The Phase I clinical trial, meant to demonstrate the vaccine is safe, was continuing, Vical said in a statement.
"The preliminary results from this Phase 1 trial indicate for the first time that ... DNA vaccination against H5N1 influenza is well-tolerated and can induce impressive antibody responses," Dr. Robert Belshe of Saint Louis University School of Medicine, who monitored safety, said in a statement.
"Successful development of a safe and effective DNA vaccine will help address the potential public health threat of pandemic influenza."
The company says a DNA-based vaccine could be made in six to eight weeks, compared with four to six months for influenza vaccines made the current way, using bits of the actual virus grown in chicken eggs.
DNA vaccines use bits of genetic material called plasmids. They are meant to generate an immune response against a specific bit of the virus and are designed to last longer than standard vaccines under conditions of heat and cold.

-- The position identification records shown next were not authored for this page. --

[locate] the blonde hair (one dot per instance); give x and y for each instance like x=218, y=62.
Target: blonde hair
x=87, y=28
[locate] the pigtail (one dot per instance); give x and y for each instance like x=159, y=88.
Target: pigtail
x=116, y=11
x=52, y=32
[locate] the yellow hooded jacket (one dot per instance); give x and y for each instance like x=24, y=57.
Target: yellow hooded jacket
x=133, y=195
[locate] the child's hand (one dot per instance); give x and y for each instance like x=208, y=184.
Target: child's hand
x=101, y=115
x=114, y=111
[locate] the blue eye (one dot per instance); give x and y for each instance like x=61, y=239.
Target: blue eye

The H5N1 avian flu virus has become entrenched among birds in much of Asia and parts of Europe, Africa and the Middle East. It rarely infects people but it has killed 243 people out of 385 infected in 15 countries, according to the World Health Organization.
Experts fear the constantly mutating virus could change into a form easily transmitted from person to person, perhaps sweeping the world and killing millions.

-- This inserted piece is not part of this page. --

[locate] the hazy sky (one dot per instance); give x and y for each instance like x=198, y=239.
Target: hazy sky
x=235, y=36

At least 16 companies are working on vaccines against H5N1. No one knows if they will work against whatever strain might eventually cause a pandemic, but makers agree it is better to be prepared.
"The ability to manufacture DNA vaccines in weeks rather than the months required for conventional vaccines may provide a significant advantage when dealing with an emerging infectious disease such as pandemic influenza," Vijay Samant, Vical's president and chief executive, said in a statement.